Durante um momento, nenhum dos dois falou, mas Draco conseguiu captar a sombra que enublara de repente o olhar da mãe, como uma nuvem escura que anunciava chuva próxima, por isso decidiu puxar outro assunto:

- Hum…Há uma estrela que parece ser…diferente das outras, mais brilhante…Há alguma razão?

- Ah… - Suspirou Narcissa, agora mais parecida com a personagem do quadro do que nunca. – É… Sírio…A estrela mais brilhante que vemos, à noite…Tentei ser o mais… – Narcissa hesitou, tentando encontrar a palavra certa, e, nesse momento, Draco percebeu que a pintura tinha outro significado ou interpretação especial que a mãe não queria revelar. - …realista possível! Bem, mas agora, preciso de te mostrar uma coisa…

Narcissa afastou-se em direcção à mesa e Draco seguiu-a. A mãe pegou na caixa maior, uma espécie de pequena arca de madeira, e virou-se para ele com um ar cerimonioso.

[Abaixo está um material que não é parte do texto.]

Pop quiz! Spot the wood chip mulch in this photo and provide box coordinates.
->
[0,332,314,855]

- Ora bem Draco, vamos então conversar. Aproxima-se o teu 6.º ano em Hogwarts e também estás quase a fazer 16 anos. E os 16 anos têm um…sabor especial, eu sei… – Disse Narcissa, com uma nota subtil de cumplicidade na voz. – Por isso, como penso que já és responsável e que sabes medir as consequências dos teus actos, decidi entregar-te isto, como prenda por teres sido nomeado chefe de turma…

Narcissa abriu então a caixa e os olhos de Draco arregalaram-se de espanto:

- Um manto de invisibilidade! Não sabia que a mãe tinha um!

- É natural, eu não o costumo usar…Só nos casos em que é…imprescindível… – Explicou a mãe, forçando o pensamento a bloquear as recordações de tão “imprescindíveis” momentos…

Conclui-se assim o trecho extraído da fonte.